1. Introduction
celery (celery) is an asynchronous task queue/job queue based on distributed messaging. It focuses on real-time operations, but also has good scheduling support.
celery is used in production systems to handle millions of tasks every day.
celery is written in Python, but the protocol can be implemented in any language. It can also be implemented with other languages via webhooks.
The recommended message broker is RabbitMQ, but provides limited support for Redis, Beanstalk, MongoDB, CouchDB, and databases (using SQLAlchemy or Django ORM).
celery is easy to integrate Django, Pylons and Flask, just use the django-celery, celery-pylons and Flask-Celery add-on packages.
2. Installation
With the above concepts, you need to install these few things: RabbitMQ, SQLAlchemy, Celery
The installation method is also very simple: RabbitMQ:
Mac:
brew install rabbitmq
linux:
sudo apt-get install rabbitmq-server
The remaining two are all Python things. Just install them directly with pip. Students who have never installed the MySQL driver may need to install MySQL-python.
After the installation is completed, start the service:
$ rabbitmq-server[回车]
Do not close the window after starting, the following operation creates a new window (Tab)
3. Simple case
Make sure your previous RabbitMQ has been started.
Still the example on the official website, create a tasks.py file in any directory with the following content:
from celery import Celery app = Celery('tasks', broker='amqp://guest@localhost//') @app.task def add(x, y): return x + y
Execute in the same directory :
$ celery -A tasks worker --loglevel=info
This command means to start a worker, add the tasks in tasks (add(x,y)) and put the tasks into the queue middle.
Keep the window open, open a new window to enter interactive mode, python or ipython:
>>> from tasks import add >>> add.delay(4, 4)
So far, you can already use celery The task is executed. The add task is simply called in the python interactive mode above and the 4, 4 parameters are passed.
But there is a problem at this time. You suddenly want to know the execution results and status of this task, and whether it is finished or not. Therefore, you need to set up a backend.

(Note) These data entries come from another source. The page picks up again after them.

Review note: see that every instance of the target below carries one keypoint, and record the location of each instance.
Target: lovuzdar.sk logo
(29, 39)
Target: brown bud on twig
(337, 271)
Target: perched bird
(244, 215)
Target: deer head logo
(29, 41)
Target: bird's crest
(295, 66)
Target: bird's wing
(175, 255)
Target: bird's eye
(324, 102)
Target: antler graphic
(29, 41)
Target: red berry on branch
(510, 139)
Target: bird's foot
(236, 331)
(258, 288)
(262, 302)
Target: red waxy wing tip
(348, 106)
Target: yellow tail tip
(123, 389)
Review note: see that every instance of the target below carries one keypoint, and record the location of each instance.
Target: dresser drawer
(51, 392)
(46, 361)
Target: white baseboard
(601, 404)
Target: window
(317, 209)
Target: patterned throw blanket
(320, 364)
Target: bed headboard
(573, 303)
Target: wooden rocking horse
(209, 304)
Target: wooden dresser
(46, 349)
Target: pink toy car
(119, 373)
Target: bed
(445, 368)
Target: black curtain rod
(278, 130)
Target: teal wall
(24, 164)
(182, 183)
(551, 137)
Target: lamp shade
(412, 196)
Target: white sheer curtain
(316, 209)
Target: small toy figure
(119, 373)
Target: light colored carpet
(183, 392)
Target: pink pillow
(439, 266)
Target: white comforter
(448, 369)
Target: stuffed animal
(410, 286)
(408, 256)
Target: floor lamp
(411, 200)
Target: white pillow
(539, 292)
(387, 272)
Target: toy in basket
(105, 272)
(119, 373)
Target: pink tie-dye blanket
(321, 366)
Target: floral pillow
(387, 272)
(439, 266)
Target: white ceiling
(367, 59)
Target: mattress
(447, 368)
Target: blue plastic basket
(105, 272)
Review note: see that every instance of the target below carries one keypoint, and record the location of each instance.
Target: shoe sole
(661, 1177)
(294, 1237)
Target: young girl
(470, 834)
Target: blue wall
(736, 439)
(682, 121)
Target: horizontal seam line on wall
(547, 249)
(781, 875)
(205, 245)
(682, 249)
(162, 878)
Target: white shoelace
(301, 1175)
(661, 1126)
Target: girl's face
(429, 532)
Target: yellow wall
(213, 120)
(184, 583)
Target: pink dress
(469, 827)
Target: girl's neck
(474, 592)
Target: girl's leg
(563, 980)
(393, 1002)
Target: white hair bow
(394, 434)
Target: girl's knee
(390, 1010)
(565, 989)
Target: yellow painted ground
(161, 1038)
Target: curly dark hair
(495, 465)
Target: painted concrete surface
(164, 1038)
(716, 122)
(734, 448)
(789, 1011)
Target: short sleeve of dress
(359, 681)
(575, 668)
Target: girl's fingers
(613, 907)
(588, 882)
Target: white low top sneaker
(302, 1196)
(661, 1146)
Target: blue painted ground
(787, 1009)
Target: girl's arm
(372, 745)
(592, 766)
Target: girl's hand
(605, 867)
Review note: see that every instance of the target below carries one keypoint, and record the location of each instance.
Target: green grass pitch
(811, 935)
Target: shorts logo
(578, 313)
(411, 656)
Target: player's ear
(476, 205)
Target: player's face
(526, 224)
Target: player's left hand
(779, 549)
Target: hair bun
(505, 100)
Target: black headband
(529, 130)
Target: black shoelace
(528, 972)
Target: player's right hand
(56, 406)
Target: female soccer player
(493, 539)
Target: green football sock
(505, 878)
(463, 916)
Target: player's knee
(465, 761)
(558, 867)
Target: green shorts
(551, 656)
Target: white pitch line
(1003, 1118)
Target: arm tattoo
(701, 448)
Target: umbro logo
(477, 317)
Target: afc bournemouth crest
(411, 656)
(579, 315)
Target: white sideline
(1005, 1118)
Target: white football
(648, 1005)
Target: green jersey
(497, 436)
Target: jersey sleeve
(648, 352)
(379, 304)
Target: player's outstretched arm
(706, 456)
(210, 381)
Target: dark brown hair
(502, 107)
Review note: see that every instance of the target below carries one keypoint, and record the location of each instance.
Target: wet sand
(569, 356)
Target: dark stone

Modify the code in the previous tasks.py as:
# coding:utf-8 import subprocess from time import sleep from celery import Celery backend = 'db+mysql://root:@192.168.0.102/celery' broker = 'amqp://guest@192.168.0.102:5672' app = Celery('tasks', backend=backend, broker=broker) @app.task def add(x, y): sleep(10) return x + y @app.task def hostname(): return subprocess.check_output(['hostname'])
In addition to adding backend, a who method is also added above Used to test multi-server operation. After the modification is completed, it will still be started as before.
Also enter the python interaction model:
>>> from tasks import add, hostname >>> r = add.delay(4, 4) >>> r.ready() # 10s内执行,会输出False,因为add中sleep了10s >>> >>> r = hostname.delay() >>> r.result # 输出你的hostname
4. Test multiple servers
Complete the above After the test, a doubt arose. Celery is called distributed task management, so where is its distributed representation? How are its tasks performed? On which machine was it executed?
Without closing the celery service on the current server, install Celery on another server in the same way and start it:
$ celery -A tasks worker --loglevel=info
It is found that the Celery service of the previous server outputs the hostname of the server you just started, provided that the server is connected to your rabbitmq.
Then enter python interactive mode:
>>> from tasks import hostname >>> >>> for i in range(10): ... r = hostname.delay() ... print r.result # 输出你的hostname >>>
Look at what you input and observe the output of when you start the celery service on both servers.
5. RabbitMQ remote connection problem
At the beginning of the test, the remote server could not connect to the local RabbitMQ service. Later, it was discovered that permissions need to be set in /usr/local/etc/rabbitmq In the file /rabbitmq-env.conf, modify the ip in NODE_IP_ADDRESS=127.0.0.1 to 0.0.0.0.
6. To summarize
This article briefly introduces the use of Celery, with the focus still on distributed use. The uncomfortable part is that when expanding, you need to redeploy the code (tasks.py) instead of directly sharing the tasks. Maybe Celery uses tasks to match different workers? I don’t know much about it yet, I’ll talk about it after using it in depth.
#For more articles related to installing and using the asynchronous task queue package Celery in the Python environment, please pay attention to the PHP Chinese website!